Permission denied by his mother
Hurley’s attempts to join his first expedition, the Australasian Antarctic Expedition 1911-1914, were nearly blocked by his anxious mother.
Mrs Hurley wrote to Douglas Mawson, then organising his expedition south, explaining that her son was ill with a lung complaint and therefore not fit to join the expedition. In response to Mrs Hurley's plea Mawson asked Hurley to have a medical examination. Hurley passed the examination and sent Mawson an official medical certificate proving his fitness for the expedition.
As Official Photographer
On 20 October 1911 Mawson wrote to Hurley officially offering him a position on the Expedition team with the following conditions.
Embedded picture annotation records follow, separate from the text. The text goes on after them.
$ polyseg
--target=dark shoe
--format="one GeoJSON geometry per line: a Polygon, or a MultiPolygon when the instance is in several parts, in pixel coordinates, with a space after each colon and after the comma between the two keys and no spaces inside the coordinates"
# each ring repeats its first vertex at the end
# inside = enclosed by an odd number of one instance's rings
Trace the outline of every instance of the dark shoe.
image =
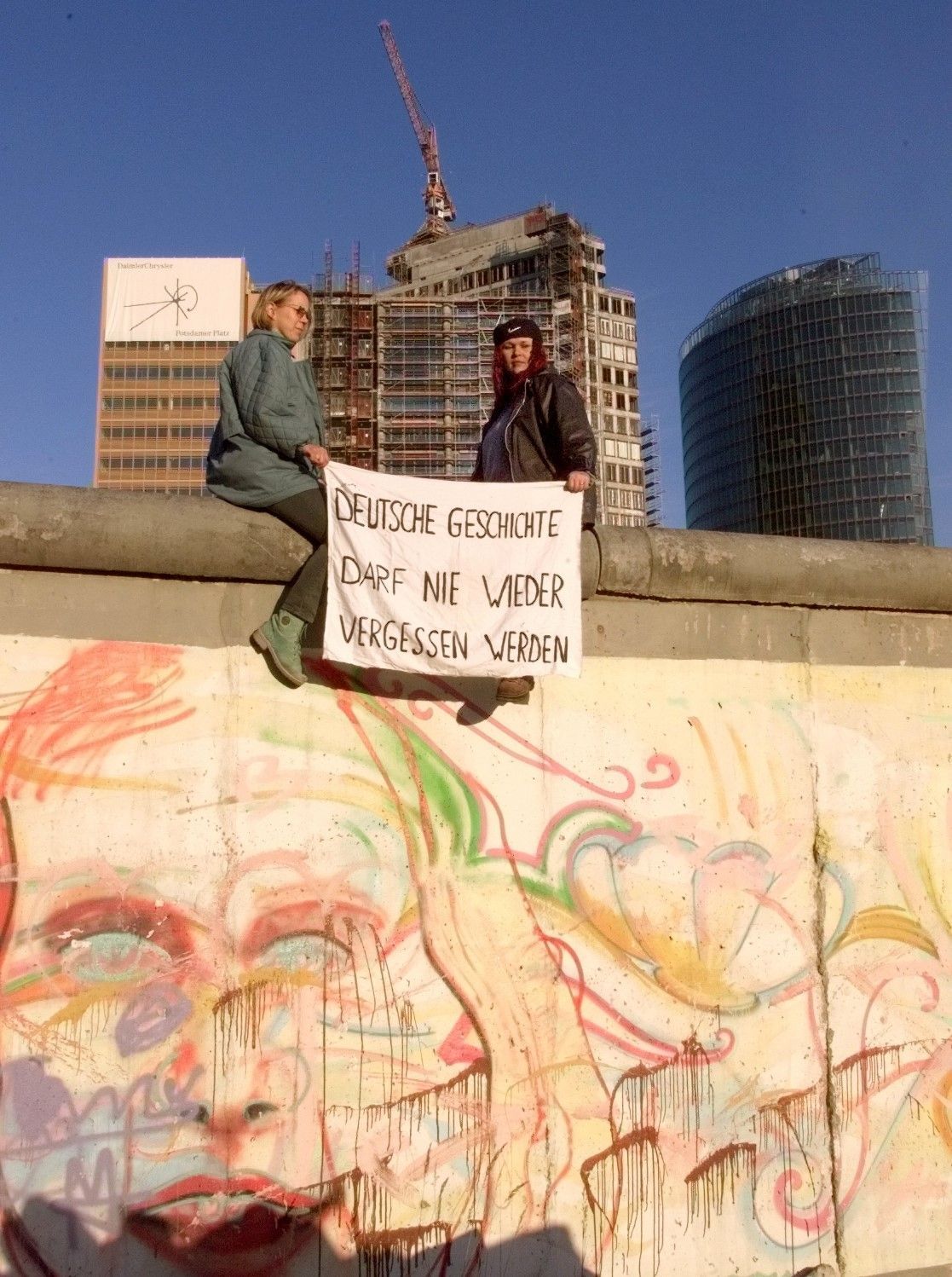
{"type": "Polygon", "coordinates": [[[262,653],[272,673],[291,687],[308,682],[301,664],[304,626],[300,617],[279,608],[251,635],[251,646],[262,653]]]}
{"type": "Polygon", "coordinates": [[[496,683],[496,705],[505,705],[513,701],[517,705],[528,705],[528,696],[536,681],[531,674],[519,674],[517,678],[500,678],[496,683]]]}

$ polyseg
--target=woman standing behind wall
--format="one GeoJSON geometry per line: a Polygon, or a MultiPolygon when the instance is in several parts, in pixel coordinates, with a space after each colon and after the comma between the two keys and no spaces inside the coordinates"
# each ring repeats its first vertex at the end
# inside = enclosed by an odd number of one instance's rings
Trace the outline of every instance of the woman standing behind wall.
{"type": "MultiPolygon", "coordinates": [[[[542,333],[527,315],[493,329],[493,415],[472,478],[477,483],[532,483],[564,479],[569,492],[583,492],[582,522],[595,522],[595,435],[582,396],[562,373],[549,368],[542,333]]],[[[500,678],[496,700],[528,699],[531,674],[500,678]]]]}
{"type": "Polygon", "coordinates": [[[216,497],[265,510],[314,547],[281,607],[251,635],[291,687],[308,681],[301,637],[327,589],[327,498],[315,474],[329,461],[324,419],[310,363],[291,358],[310,319],[311,295],[304,283],[282,280],[262,291],[253,331],[228,351],[218,373],[221,416],[205,466],[216,497]]]}

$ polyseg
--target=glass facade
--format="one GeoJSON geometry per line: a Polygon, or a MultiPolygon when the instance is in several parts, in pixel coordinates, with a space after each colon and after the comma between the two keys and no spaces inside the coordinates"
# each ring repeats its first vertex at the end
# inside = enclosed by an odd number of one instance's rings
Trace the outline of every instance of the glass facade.
{"type": "Polygon", "coordinates": [[[718,301],[680,351],[688,527],[932,545],[925,296],[869,253],[718,301]]]}

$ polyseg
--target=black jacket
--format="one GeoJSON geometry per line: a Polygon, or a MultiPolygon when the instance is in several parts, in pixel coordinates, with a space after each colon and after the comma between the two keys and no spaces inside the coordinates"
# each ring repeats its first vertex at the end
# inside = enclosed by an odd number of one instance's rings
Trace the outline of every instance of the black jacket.
{"type": "MultiPolygon", "coordinates": [[[[584,400],[573,382],[550,368],[530,377],[518,391],[522,404],[505,430],[505,448],[514,483],[568,479],[573,470],[595,478],[595,435],[588,424],[584,400]]],[[[482,427],[486,430],[495,416],[482,427]]],[[[482,479],[482,444],[472,478],[482,479]]],[[[595,522],[595,484],[582,504],[582,522],[595,522]]]]}

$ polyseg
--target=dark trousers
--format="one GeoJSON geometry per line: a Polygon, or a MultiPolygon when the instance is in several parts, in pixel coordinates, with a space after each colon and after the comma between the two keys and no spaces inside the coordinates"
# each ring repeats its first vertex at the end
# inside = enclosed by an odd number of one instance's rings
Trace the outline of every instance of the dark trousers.
{"type": "MultiPolygon", "coordinates": [[[[309,624],[327,601],[327,497],[323,488],[299,492],[268,506],[268,513],[306,536],[314,553],[285,591],[281,607],[309,624]]],[[[323,632],[323,616],[320,631],[323,632]]]]}

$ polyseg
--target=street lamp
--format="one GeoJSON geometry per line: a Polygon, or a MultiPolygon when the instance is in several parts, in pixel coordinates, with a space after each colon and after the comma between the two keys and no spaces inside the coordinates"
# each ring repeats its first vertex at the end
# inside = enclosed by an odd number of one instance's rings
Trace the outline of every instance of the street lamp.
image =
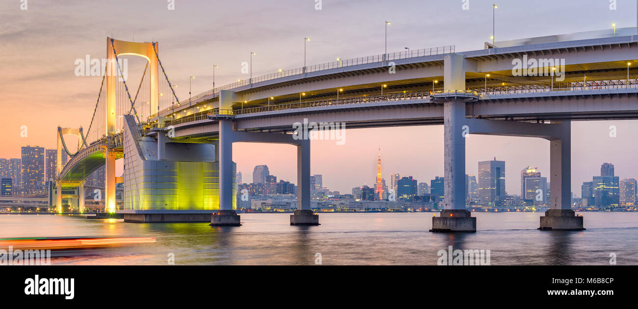
{"type": "Polygon", "coordinates": [[[257,53],[255,52],[250,52],[250,80],[249,83],[253,85],[253,55],[256,55],[257,53]]]}
{"type": "Polygon", "coordinates": [[[193,89],[192,83],[191,82],[192,82],[193,80],[195,79],[195,76],[190,76],[190,78],[188,78],[188,106],[191,106],[191,90],[192,90],[193,89]]]}
{"type": "Polygon", "coordinates": [[[310,38],[304,38],[304,73],[306,73],[306,43],[310,41],[310,38]]]}
{"type": "Polygon", "coordinates": [[[552,89],[551,90],[554,90],[554,71],[556,71],[556,68],[555,66],[552,68],[552,89]]]}
{"type": "Polygon", "coordinates": [[[383,54],[383,61],[385,61],[388,56],[388,25],[392,25],[391,22],[385,21],[385,53],[383,54]]]}
{"type": "Polygon", "coordinates": [[[219,64],[212,65],[212,94],[215,94],[215,68],[219,68],[219,64]]]}
{"type": "Polygon", "coordinates": [[[629,66],[632,65],[632,62],[627,62],[627,87],[629,86],[629,66]]]}
{"type": "Polygon", "coordinates": [[[496,4],[493,4],[492,8],[492,46],[494,46],[494,37],[496,35],[496,9],[498,8],[498,6],[496,4]]]}

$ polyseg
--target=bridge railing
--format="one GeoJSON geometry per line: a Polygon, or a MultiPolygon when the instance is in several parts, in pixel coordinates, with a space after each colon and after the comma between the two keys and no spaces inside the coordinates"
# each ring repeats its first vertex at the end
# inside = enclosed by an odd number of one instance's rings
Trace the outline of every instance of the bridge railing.
{"type": "MultiPolygon", "coordinates": [[[[197,101],[206,97],[213,96],[220,91],[223,90],[232,90],[241,87],[251,85],[252,83],[259,83],[261,82],[265,82],[268,80],[272,80],[277,78],[281,78],[283,77],[302,75],[304,73],[308,73],[311,72],[317,72],[320,71],[323,71],[327,69],[336,69],[339,68],[346,68],[352,66],[358,66],[360,64],[367,64],[369,63],[377,63],[383,61],[392,61],[394,60],[400,60],[408,58],[415,58],[419,57],[426,57],[435,55],[443,55],[446,54],[454,53],[455,52],[456,47],[454,45],[443,46],[440,47],[434,47],[431,48],[421,48],[417,50],[406,50],[404,52],[397,52],[392,53],[388,53],[387,54],[379,54],[373,55],[370,56],[360,57],[358,58],[352,58],[350,59],[340,59],[335,61],[332,61],[330,62],[325,62],[319,64],[314,64],[312,66],[308,66],[302,68],[296,68],[294,69],[282,70],[279,69],[279,71],[268,74],[265,75],[261,75],[258,76],[255,76],[247,80],[240,80],[232,83],[229,83],[228,85],[225,85],[223,86],[216,87],[213,89],[210,89],[199,94],[191,97],[190,99],[186,99],[182,100],[180,102],[180,104],[184,104],[187,102],[191,102],[193,101],[197,101]]],[[[160,111],[160,115],[162,115],[167,113],[168,111],[171,110],[171,108],[165,108],[160,111]]],[[[152,115],[152,118],[157,117],[157,114],[154,114],[152,115]]]]}
{"type": "Polygon", "coordinates": [[[524,85],[496,87],[487,91],[484,88],[477,90],[479,93],[484,95],[514,94],[527,93],[542,93],[553,92],[576,92],[607,89],[638,89],[638,80],[600,80],[587,82],[568,83],[567,87],[565,84],[558,87],[552,87],[549,85],[524,85]]]}

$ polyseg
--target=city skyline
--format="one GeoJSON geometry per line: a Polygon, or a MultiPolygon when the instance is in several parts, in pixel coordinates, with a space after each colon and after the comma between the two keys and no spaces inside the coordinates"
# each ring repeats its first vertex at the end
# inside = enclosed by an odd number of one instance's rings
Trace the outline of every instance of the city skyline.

'You will have to conform to the regulations of the Expedition before leaving Hobart. This includes the fact that all photographs taken during the currency of the Expedition shall be copyright of the Expedition but shall always be published with the name of the photographer subscribed. It will be necessary for us to make use of these photographs at the expiration of the expedition in order to raise the necessary funds to meet liabilities.'
As part of the agreement Hurley's travel expenses to Hobart would be covered by the Expedition and all equipment supplied. On his return in April 1913 Hurley was promised ₤300.
Many weeks were spent preparing the equipment for the expedition. The photographic supplies included 48 dozen glass-plate negatives of assorted sizes with sensitised papers, 17,000 feet of film, a stereocamera and numerous standard cameras.